Let's talk about the B-word. No. Let's talk about the C-word.
Let's talk about the fact that there's an armed guard in front of the Orpheum protecting folks with families who spend their days booking Broadway shows, coordinating the High School Musical Awards, developing concert programs, planning summer camps and curating a popular film series. That's a dangerous job now, apparently, and media — local and otherwise — only add fuel to the fire by misrepresenting what happened there this week when it was announced that, after a good, 34-year run, the Downtown playhouse would drop Gone With the Wind from its popular Summer film series. No matter what you may have read at The Commercial Appeal's website this week, nothing has been banned in Memphis. Not Gone With the Wind or anything else. The word "banned" implies a kind of authority the good folks at the Orpheum just don't have over the distribution and screening of media in Memphis. Any mainstream media that uses that word chooses to pour fuel on a fire that, judging from the presence of the guard out front, may get somebody —probably not the author or editor — burned.
The Orpheum did what every cultural institution in the country does every single day. The staff made a curatorial decision — a decision that would be valid even if Gone With the Wind wasn't controversial. Why should Gone With the Wind be a tradition and not Selma? Or Bambi or The Big Lebowski for that matter? Why should there always be room for Gone With the Wind and never room for Faulkner's Intruder in the Dust, which is more regionally appropriate, and tells a different and more vital story of the American South than the blazing, over-the-top romance of Gone With the Wind.
Never heard of Intruder in the Dust you say? This is why we curate. We also curate because culture shifts, what's relevant now may not be relevant 5-minutes from now. And relevant or not, a 4-hour film like GWTW is ultimately a less valuable investment for theaters like the Orpheum than a 90-minute flick that also sells out. Mad Max: Fury Road, for example, would save the Orpheum two full hours-worth of overhead on everything from labor to utilities.
So many popular films have been made since 1939, and there are only so many slots on the Orpheum's Summer series. While there's nothing wrong with reviving popular films, there are too many great films to choose from to guarantee any one a permanent spot on any lineup. Unless, of course, that film somehow speaks to a community's identity and has a renewing effect for those who attend.
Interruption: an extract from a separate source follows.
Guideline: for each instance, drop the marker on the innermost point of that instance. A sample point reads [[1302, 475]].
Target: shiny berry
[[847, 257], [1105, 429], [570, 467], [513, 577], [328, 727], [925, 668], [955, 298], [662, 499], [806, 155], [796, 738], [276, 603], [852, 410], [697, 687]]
If Gone With the Wind is that film, what does it say about our community?
What fresh bullshit is this?
Let's also take a minute to talk about propaganda like this article that begins with an admission by the author that, in 2014, he warned everybody that the Left would ban Mel Brooks' Blazing Saddles — a paranoid fantasy that hasn't, and isn't likely to come to pass anytime soon. His proof: OMG Look what happened to Disney's Song of the South!
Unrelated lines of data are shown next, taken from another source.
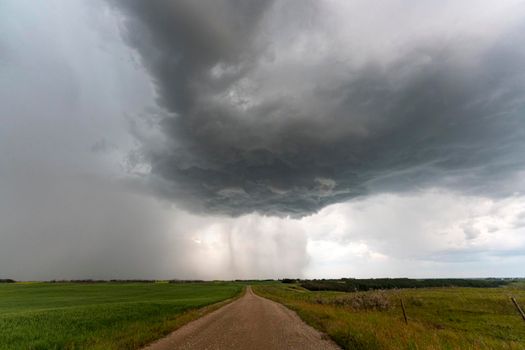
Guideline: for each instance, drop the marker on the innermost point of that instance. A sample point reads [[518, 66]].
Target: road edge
[[194, 314]]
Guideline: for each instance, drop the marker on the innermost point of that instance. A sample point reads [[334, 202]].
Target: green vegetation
[[354, 285], [438, 318], [100, 315]]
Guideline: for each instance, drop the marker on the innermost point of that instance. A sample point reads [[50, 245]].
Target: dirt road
[[251, 323]]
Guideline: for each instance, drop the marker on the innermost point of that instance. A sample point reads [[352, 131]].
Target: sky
[[229, 139]]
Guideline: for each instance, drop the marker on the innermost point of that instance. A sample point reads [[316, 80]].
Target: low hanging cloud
[[284, 107]]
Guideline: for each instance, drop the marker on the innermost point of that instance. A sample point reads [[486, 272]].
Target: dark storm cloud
[[267, 111]]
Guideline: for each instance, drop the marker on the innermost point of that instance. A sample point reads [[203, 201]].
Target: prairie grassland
[[438, 318], [100, 315]]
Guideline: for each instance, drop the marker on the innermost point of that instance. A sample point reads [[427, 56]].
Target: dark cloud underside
[[267, 111]]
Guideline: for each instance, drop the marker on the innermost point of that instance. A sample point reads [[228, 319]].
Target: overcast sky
[[220, 139]]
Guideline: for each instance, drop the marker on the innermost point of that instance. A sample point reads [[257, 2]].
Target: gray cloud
[[268, 110]]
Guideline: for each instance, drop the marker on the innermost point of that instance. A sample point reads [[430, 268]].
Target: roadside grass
[[438, 318], [101, 315]]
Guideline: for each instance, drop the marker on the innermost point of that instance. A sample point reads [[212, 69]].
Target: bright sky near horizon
[[221, 139]]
The stat, referenced by Alt-Right-friendly Breitbart, comes from a 75th-Anniversary survey by YouGov.com, a digital polling site described here as, "An online global community of people who like to share their views and opinions on life... marketed more towards individuals who wish to express their opinions about current events and controversial topics." It's an "opinions for prizes" shop so we're looking at a self-selecting sample in a celebratory context, and maybe not an accurate, contextualized example of community opinion. The money quote:
"If there is one last bastion of racism still accepted in America, it is the racial condescension we always see from the left, this constant treating of minorities, especially blacks, as children who are unable to deal with a statue or a word or a movie."
The problem here is pretty basic — and ironic. Unlike the practically homogenous Right, fighting to uphold this film and its paternalistic race narratives — the Left is made of minorities as sure as Soylent Green (another slot-worthy film) is made of people.
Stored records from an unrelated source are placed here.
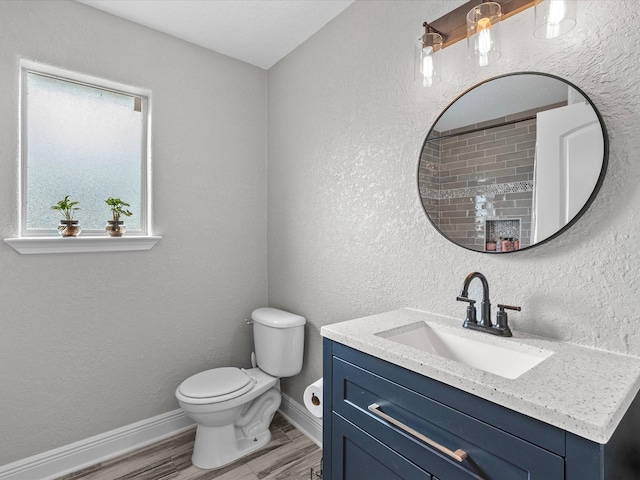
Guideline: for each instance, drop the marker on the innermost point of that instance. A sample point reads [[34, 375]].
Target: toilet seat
[[217, 385]]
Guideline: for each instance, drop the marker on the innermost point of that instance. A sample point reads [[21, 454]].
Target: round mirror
[[512, 162]]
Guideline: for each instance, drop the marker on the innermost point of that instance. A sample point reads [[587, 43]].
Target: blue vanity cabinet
[[382, 421]]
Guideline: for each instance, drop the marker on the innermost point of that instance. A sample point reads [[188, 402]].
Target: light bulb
[[554, 17]]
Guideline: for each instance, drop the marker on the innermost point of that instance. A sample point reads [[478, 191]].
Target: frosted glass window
[[84, 141]]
There's an even bigger problem with this kind of hysterical, and historically unsupported crankmongering. Let's forget how easily this rhetoric comes apart by inserting nouns like Watermelon and Fried Chicken in place of Gone With the Wind in the headline, and for the sake of argument, let's accept Breitbart's highly questionable stats at face value. Let's allow that 73% of African-Americans do, in fact, love Gone With the Wind so much they want to marry it and have its babies, whether they know anything about birthing or not. So what? That stat doesn't mean the film's cultural value merits a guaranteed slot on any Summer film series any more than any other classic or popular film. It's a meaningless number used in the service of specious rhetoric.
Did I mention that there's an armed security guard in front of the Orpheum? Because there is. Because the folks over there made what should be the kind of uncontroversial curatorial decision that is 100% their's to make. Whether it's in light of the tragedy in Charlottesville, or just because it's Tuesday. Now people feel endangered because this vintage playhouse — a true Southern cultural treasure — wants to mix things up, expanding its offerings and its audience in the process. It's bad enough that propaganda organs like Breitbart have become so influential. But it's shameful when local media turns up the pressure by reenforcing false narratives with badly chosen language.
UPDATE: To be fair as I can be the CA's John Beifuss has done great work all around. The CA's issues stem from Gannett and a culture defined by consolidation not community.